Redispatching allows us to partition a non-partitioned dataset in the Flow.
The Redispatch partitioning according to input columns option is found in the Prepare and Sync recipes.
When we select the Partition Redispatch option, Dataiku reads all the input data at once, sending each row to exactly one partition, depending on the values of its columns.
Let’s say we have a non-partitioned transactions dataset containing merchant subsector information. We could partition this dataset by merchant subsector using the Sync recipe.
After adding the Sync recipe and naming the output dataset, we need to activate the partitioning. We accomplish this by selecting to add a discrete dimension in the Partitioning tab of the dataset’s Settings page.
Now we can finally build our partitions. To do this, we open our Sync recipe again and select the redispatching option.
If we want to specify the target identifier, or the partition identifier in the Recipe Run options, we’ll have to use an input dataset that already has partitioning dimensions defined.
In this example, we’ll use a Window recipe to build a new output dataset.

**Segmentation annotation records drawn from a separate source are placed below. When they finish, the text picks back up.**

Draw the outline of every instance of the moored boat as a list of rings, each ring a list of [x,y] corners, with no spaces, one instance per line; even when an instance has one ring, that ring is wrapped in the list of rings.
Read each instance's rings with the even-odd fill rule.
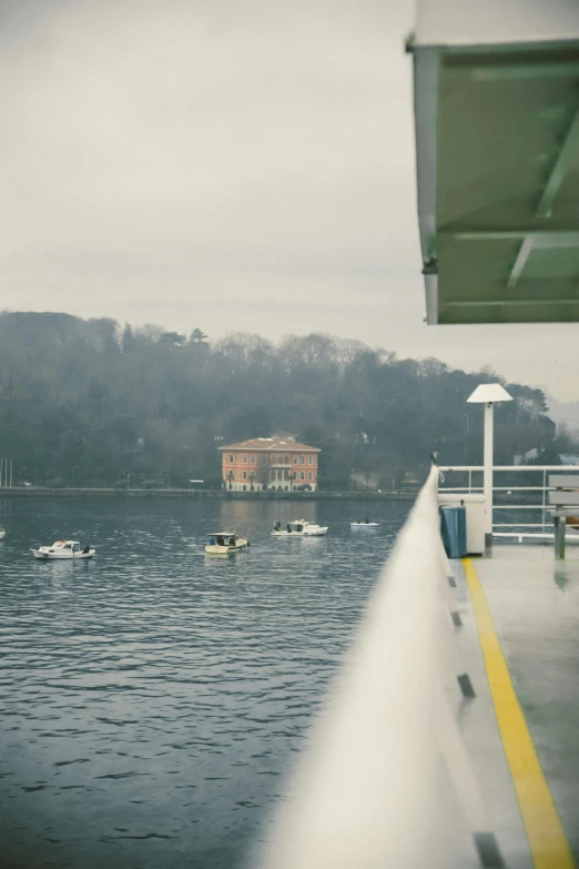
[[[323,537],[327,534],[328,526],[315,525],[305,519],[295,519],[288,522],[285,528],[282,523],[276,522],[272,532],[272,537]]]
[[[232,532],[217,532],[209,535],[205,552],[207,555],[228,555],[248,547],[250,542],[245,537],[237,537]]]
[[[34,558],[40,562],[53,562],[78,558],[92,558],[95,549],[87,545],[81,549],[78,540],[55,540],[52,546],[39,546],[38,549],[30,549]]]

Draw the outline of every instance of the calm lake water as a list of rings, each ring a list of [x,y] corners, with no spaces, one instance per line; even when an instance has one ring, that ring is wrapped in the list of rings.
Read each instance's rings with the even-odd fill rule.
[[[296,509],[328,536],[272,539]],[[363,509],[0,501],[2,866],[244,866],[409,505]],[[96,558],[32,558],[62,536]]]

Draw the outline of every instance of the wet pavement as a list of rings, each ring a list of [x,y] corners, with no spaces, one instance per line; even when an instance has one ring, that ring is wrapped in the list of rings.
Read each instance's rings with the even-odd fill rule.
[[[568,842],[579,861],[579,547],[568,547],[566,560],[558,562],[552,545],[496,544],[491,557],[474,558],[473,566],[562,822],[563,850]],[[549,857],[545,842],[539,843],[541,853],[537,842],[531,843],[531,856],[532,833],[528,838],[525,831],[525,807],[517,799],[497,724],[463,563],[453,562],[453,570],[463,619],[456,629],[459,666],[469,673],[477,693],[473,700],[457,700],[457,715],[489,825],[510,869],[530,869],[534,858],[536,867],[572,866],[570,855]],[[525,789],[532,802],[534,782],[524,782]],[[535,811],[539,820],[531,823],[534,829],[541,823],[540,808],[535,806]],[[526,817],[529,826],[529,804]]]

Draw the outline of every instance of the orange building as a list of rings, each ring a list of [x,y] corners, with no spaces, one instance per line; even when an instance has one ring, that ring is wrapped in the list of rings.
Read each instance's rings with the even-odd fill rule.
[[[220,446],[223,487],[236,492],[275,488],[280,492],[317,488],[316,446],[288,437],[254,437]]]

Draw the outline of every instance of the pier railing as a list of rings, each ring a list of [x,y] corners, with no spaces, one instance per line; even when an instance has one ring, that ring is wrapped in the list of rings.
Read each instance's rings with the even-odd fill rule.
[[[482,465],[440,465],[440,492],[482,494]],[[550,474],[575,474],[579,486],[578,465],[495,465],[492,468],[492,534],[496,537],[551,537],[552,514],[557,509],[549,504]],[[509,482],[528,474],[534,485]],[[460,475],[463,485],[450,485]],[[512,522],[512,511],[528,516],[528,522]],[[526,513],[522,513],[526,512]]]

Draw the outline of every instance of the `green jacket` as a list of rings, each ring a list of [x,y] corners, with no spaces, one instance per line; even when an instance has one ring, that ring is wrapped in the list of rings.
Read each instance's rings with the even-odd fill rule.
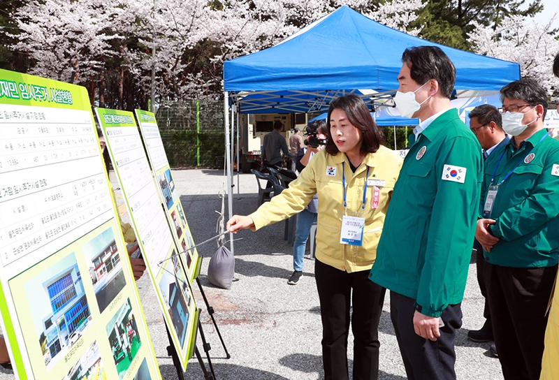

In the Settings step of the recipe, we’ll specify three subsectors, by typing the string value,
This recipe will build the gas, internet, and insurance partitions of the input dataset, giving us three partitions in the output dataset.
Collecting partitions allows us to build a non-partitioned output from a partitioned dataset in the Flow. Partition collecting can be thought of as partition redispatching in reverse. We can apply this technique when we want to go from a partitioned dataset to a non-partitioned dataset.
This technique is not an option found in a recipe. Instead, we can apply it through the use of specific partition dependency function types.
To clarify, we’ll use an example. Let’s say we now want to “collect” our merchant subsector partitions and create a non-partitioned output.
To do this, we add a Prepare recipe, name our output dataset, and create the recipe. In the Input/Output step, we select All Available as the partition dependency function type.
All Available means all of the available input partitions will be processed when we run the recipe and “collected” into a single partition.
Similarly, we could create a non-partitioned dataset that contains only the latest partition. To do this, we set the partition dependency function type to Latest Available.
Dataiku would collect only the latest partition. Since this dimension is not time-based, the latest partition collected is the last alphabetically.
In this lesson, we learned about partition redispatching and collecting. Now you can try applying your knowledge to many different partitioning situations in a Flow.